Entre pelo menos alguns bispos portugueses, este método provoca algum desconforto, por concentrar toda a decisão nas mãos de uma pessoa só – no caso, o núncio. “Ele pode consultar quem entender na diocese ou fora e mandar a lista para Roma, sem que se saiba se ela corresponde às pessoas mais consensuais”, lamenta um deles.

Em Setúbal, finalmente, no quadro de “uma diocese sem rosto, sem liderança, em que cada um neste momento faz o que entende”, há um sentimento de “orfandade”, diz um padre ouvido pelo 7MARGENS. Outro pensa que, pelo contrário, a diocese “vai funcionando”. Fala-se, também aqui, dos nomes do bispo auxiliar do Porto, Armando Esteves, e do de São Tomé, Manuel Mendes dos Santos.

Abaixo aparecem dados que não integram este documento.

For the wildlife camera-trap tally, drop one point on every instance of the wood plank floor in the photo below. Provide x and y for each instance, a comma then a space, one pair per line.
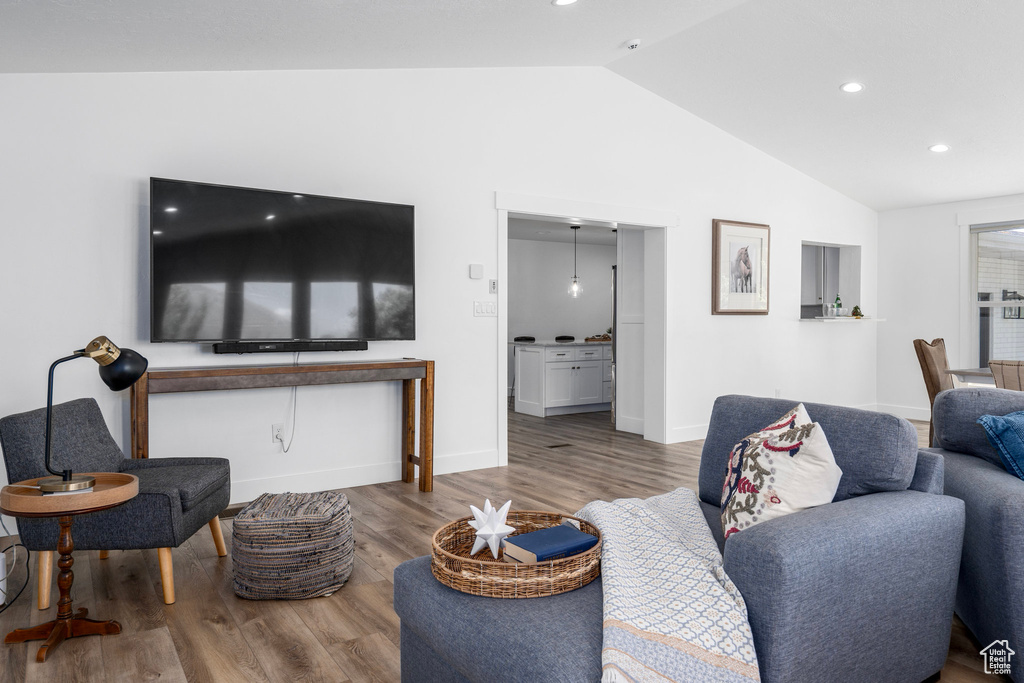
210, 635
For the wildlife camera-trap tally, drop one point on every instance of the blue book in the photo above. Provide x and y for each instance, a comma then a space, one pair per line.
548, 544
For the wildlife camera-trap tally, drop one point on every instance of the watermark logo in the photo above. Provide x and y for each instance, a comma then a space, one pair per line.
997, 655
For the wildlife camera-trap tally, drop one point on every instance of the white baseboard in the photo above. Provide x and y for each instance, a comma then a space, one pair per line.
691, 433
463, 462
908, 412
627, 424
346, 477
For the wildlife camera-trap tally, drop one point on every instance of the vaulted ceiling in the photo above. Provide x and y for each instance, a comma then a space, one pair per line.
765, 71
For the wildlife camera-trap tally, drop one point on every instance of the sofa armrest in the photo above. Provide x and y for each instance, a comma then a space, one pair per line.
824, 581
129, 464
991, 587
928, 476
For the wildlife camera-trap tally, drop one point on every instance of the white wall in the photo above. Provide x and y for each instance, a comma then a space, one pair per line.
924, 274
76, 152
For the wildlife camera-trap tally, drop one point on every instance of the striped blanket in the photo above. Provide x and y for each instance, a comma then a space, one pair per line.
671, 612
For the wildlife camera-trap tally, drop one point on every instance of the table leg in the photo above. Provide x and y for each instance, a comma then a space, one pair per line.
408, 430
67, 625
139, 400
427, 429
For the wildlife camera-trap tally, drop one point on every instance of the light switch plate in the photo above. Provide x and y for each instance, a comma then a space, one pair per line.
485, 309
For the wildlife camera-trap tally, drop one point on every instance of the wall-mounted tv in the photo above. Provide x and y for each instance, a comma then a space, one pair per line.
237, 264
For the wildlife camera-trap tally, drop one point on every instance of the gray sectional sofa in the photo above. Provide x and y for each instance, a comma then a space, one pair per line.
990, 592
858, 590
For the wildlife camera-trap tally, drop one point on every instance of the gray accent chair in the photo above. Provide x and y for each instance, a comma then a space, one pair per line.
176, 496
859, 590
990, 591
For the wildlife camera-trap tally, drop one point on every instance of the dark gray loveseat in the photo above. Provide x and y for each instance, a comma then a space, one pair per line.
859, 590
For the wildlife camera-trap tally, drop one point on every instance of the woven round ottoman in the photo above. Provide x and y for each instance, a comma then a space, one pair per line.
292, 546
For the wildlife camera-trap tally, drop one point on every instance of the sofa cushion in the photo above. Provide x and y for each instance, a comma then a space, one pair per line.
1007, 434
955, 414
785, 467
876, 452
556, 639
193, 482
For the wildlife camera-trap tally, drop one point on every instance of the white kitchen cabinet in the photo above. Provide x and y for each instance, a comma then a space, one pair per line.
558, 379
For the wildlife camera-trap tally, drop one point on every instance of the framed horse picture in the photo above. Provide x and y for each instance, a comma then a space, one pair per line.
739, 268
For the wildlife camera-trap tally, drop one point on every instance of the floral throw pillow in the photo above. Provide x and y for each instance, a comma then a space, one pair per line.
785, 467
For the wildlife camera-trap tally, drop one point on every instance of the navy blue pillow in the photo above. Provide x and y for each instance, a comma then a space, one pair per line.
1007, 434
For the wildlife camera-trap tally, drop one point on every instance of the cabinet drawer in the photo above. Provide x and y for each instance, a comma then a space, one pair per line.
556, 353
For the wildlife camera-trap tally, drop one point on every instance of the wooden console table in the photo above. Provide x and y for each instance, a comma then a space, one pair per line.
254, 377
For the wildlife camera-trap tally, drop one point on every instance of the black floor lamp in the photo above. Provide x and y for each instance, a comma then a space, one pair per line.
119, 368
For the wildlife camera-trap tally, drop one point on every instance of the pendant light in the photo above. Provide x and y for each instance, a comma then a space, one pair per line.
576, 289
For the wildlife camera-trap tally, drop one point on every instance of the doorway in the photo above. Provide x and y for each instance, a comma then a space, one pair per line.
646, 230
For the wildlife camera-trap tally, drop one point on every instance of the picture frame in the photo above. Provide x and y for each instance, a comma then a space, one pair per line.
739, 267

Mas um membro do clero setubalense também admite que não é fácil para alguém aceitar ser bispo na diocese: caracterizada por ter um importante grupo de padres ligados ao movimento Comunhão e Libertação, de pendor mais conservador, o clero está “muito dividido”, diz.

Um outro padre açoriano confirma a observação, contando que há cerca de dois anos esteve com um grupo de padres de Setúbal que visitaram a região, acompanhados do bispo Ornelas: “Só havia dois sem cabeção e um deles era o bispo. Um deles andava de cabeção e calções, não percebendo sequer o ridículo.” Mas este padre não se admira: “O que atrai hoje mais muitos seminaristas e padres novos é uma estrutura psicossocial única, uma orientação sexual que não se entende bem e um estilo tridentino”, lamenta.